This Criterion release also includes a 50-minute profile of Loach for The Southbank Show. The piece coincided with his 1993 film Raining Stones, but preceded Ladybird, Ladybird (1994). Loach, on the heels of Hidden Agenda (1990) and Riff-Raff (1991), was experiencing a renaissance at the time, after enduring the '70s and '80s to less fanfare. In the '80s, he had made a series of documentaries for TV that didn't pass censors and never aired. One documentary, Which Side Are You On?, was commissioned by The Southbank Show but also was banned. It eventually aired, but not under the Southbank Show banner, and this is an intriguing topic of discussion during the profile. Both Kes and particularly Cathy Come Home are discussed at length, with observations from Stephen Frears and Alan Parker.
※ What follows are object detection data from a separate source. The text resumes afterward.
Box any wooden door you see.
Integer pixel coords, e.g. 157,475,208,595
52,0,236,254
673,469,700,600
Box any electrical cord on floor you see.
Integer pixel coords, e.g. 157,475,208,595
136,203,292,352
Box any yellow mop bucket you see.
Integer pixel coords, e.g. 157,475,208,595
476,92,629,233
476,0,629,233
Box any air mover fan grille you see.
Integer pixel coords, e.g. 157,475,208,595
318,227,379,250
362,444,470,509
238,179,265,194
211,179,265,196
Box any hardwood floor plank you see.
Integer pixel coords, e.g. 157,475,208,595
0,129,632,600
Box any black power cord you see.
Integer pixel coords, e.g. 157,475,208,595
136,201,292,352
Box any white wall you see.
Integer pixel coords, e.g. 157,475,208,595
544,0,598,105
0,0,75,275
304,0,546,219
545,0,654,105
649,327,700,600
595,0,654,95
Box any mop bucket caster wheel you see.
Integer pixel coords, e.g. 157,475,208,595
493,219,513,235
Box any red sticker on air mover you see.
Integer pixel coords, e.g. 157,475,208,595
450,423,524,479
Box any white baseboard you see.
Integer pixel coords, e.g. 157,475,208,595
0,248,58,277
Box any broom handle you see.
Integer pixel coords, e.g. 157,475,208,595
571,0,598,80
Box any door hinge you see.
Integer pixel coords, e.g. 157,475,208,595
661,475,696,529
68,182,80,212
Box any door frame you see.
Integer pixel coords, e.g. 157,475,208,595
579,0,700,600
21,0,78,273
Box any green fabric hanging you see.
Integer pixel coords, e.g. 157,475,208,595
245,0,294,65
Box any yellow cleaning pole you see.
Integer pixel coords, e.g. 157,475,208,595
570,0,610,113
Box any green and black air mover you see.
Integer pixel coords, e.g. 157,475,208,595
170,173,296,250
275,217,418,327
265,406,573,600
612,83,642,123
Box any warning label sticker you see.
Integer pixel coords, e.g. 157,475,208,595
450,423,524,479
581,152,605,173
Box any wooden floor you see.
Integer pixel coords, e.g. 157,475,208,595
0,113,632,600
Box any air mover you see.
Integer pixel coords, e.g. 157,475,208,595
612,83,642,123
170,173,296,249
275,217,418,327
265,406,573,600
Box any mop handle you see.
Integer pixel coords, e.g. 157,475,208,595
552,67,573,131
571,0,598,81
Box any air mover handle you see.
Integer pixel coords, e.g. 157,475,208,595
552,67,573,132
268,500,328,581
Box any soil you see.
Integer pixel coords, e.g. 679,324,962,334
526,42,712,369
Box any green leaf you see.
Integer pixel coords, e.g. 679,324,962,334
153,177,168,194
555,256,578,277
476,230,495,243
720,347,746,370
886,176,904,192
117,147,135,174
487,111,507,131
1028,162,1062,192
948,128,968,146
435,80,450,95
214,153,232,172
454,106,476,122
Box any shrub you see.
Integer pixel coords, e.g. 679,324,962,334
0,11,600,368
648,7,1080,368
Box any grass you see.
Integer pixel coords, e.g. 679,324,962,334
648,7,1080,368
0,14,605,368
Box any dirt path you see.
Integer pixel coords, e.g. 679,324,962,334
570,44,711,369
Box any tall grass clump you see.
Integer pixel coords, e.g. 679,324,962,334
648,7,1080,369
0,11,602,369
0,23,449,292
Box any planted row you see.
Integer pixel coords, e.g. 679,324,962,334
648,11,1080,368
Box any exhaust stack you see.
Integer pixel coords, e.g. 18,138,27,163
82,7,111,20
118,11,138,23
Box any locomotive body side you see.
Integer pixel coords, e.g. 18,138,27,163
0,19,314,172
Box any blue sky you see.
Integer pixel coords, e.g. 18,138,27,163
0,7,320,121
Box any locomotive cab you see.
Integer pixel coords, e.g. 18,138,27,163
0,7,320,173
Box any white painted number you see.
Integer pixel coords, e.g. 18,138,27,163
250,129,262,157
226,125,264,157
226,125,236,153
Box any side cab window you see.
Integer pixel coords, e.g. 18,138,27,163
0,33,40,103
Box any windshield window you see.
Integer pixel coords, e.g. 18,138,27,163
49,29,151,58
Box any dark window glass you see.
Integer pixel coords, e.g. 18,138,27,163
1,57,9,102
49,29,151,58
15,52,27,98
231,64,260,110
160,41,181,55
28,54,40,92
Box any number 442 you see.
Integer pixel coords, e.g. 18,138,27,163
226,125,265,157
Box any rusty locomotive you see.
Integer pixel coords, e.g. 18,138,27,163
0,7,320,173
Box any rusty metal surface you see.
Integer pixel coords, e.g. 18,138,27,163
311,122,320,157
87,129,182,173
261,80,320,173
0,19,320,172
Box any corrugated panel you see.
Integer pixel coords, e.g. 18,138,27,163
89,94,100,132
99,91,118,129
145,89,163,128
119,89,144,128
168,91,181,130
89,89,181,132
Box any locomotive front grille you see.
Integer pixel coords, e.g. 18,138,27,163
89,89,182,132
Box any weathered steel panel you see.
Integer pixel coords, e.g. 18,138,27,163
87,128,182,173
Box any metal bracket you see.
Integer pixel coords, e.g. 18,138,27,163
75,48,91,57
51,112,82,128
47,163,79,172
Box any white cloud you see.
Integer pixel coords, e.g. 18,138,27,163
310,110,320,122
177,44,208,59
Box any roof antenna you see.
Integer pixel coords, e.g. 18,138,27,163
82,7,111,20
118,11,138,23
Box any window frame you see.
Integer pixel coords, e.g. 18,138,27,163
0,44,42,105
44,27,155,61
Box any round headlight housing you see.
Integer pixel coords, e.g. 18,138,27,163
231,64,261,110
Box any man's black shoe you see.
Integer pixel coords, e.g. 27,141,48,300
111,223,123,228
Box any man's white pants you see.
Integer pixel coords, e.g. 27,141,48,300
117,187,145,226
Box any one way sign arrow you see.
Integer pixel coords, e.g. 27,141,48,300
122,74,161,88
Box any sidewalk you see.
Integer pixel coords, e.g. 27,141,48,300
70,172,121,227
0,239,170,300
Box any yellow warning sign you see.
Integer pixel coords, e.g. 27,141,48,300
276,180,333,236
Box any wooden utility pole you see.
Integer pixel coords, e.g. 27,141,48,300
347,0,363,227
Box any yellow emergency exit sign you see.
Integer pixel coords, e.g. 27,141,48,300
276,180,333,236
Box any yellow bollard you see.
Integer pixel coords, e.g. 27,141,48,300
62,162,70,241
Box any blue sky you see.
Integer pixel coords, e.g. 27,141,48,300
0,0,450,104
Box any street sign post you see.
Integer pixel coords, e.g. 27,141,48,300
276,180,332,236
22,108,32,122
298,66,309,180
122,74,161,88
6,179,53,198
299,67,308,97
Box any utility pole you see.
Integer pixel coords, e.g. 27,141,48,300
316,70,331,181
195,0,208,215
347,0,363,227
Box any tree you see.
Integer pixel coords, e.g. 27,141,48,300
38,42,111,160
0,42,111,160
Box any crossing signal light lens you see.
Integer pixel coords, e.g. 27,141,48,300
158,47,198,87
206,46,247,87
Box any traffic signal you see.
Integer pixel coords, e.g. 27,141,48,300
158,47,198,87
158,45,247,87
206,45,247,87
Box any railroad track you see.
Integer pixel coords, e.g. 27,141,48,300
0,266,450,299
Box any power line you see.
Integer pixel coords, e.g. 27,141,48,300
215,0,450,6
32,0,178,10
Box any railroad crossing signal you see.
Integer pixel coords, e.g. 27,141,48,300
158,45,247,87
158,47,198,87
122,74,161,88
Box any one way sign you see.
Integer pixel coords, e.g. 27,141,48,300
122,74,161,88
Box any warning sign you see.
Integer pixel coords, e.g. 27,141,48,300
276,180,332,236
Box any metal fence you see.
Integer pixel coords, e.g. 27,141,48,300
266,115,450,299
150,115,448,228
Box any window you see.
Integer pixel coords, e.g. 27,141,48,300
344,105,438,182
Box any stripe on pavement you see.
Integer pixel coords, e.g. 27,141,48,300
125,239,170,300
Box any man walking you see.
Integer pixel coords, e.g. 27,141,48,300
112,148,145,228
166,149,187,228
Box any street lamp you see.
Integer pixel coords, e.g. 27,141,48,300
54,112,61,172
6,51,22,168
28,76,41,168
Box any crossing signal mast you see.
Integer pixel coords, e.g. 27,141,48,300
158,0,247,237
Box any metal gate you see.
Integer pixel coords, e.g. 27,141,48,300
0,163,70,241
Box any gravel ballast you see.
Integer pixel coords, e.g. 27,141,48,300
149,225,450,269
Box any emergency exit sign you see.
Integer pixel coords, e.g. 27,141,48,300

In Kes, there's a classic sequence in which a buffoonish gym teacher (Brian Glover) leads the students in a disastrous soccer match, and Frears humorously compares Glover's grandiose introduction to that of Orson Welles in The Third Man.
Cathy Come Home should be viewed before the Southbank Show profile, as it contains spoilers. In the piece, Loach explains that he wanted his films for The Wednesday Play to be seen as almost a part of the news, to elicit the same kind of response, partly because the program aired after the news. Garnett, addressing Cathy Come Home's raw documentary style, recalls how he argued with the BBC that news and current affairs told lies in dealing with what they called fact, while he and Loach tried to tell the truth working in fiction. There's also an informative afterward by Graham Fuller with Cathy Come Home, where he discusses the historical context in which the film came to be. The film has a jump-cut, fast-forward narrative structure and an especially dynamic sound design that employs voice-over commentary from people of different classes and conflicting sympathies, which Fuller also addresses.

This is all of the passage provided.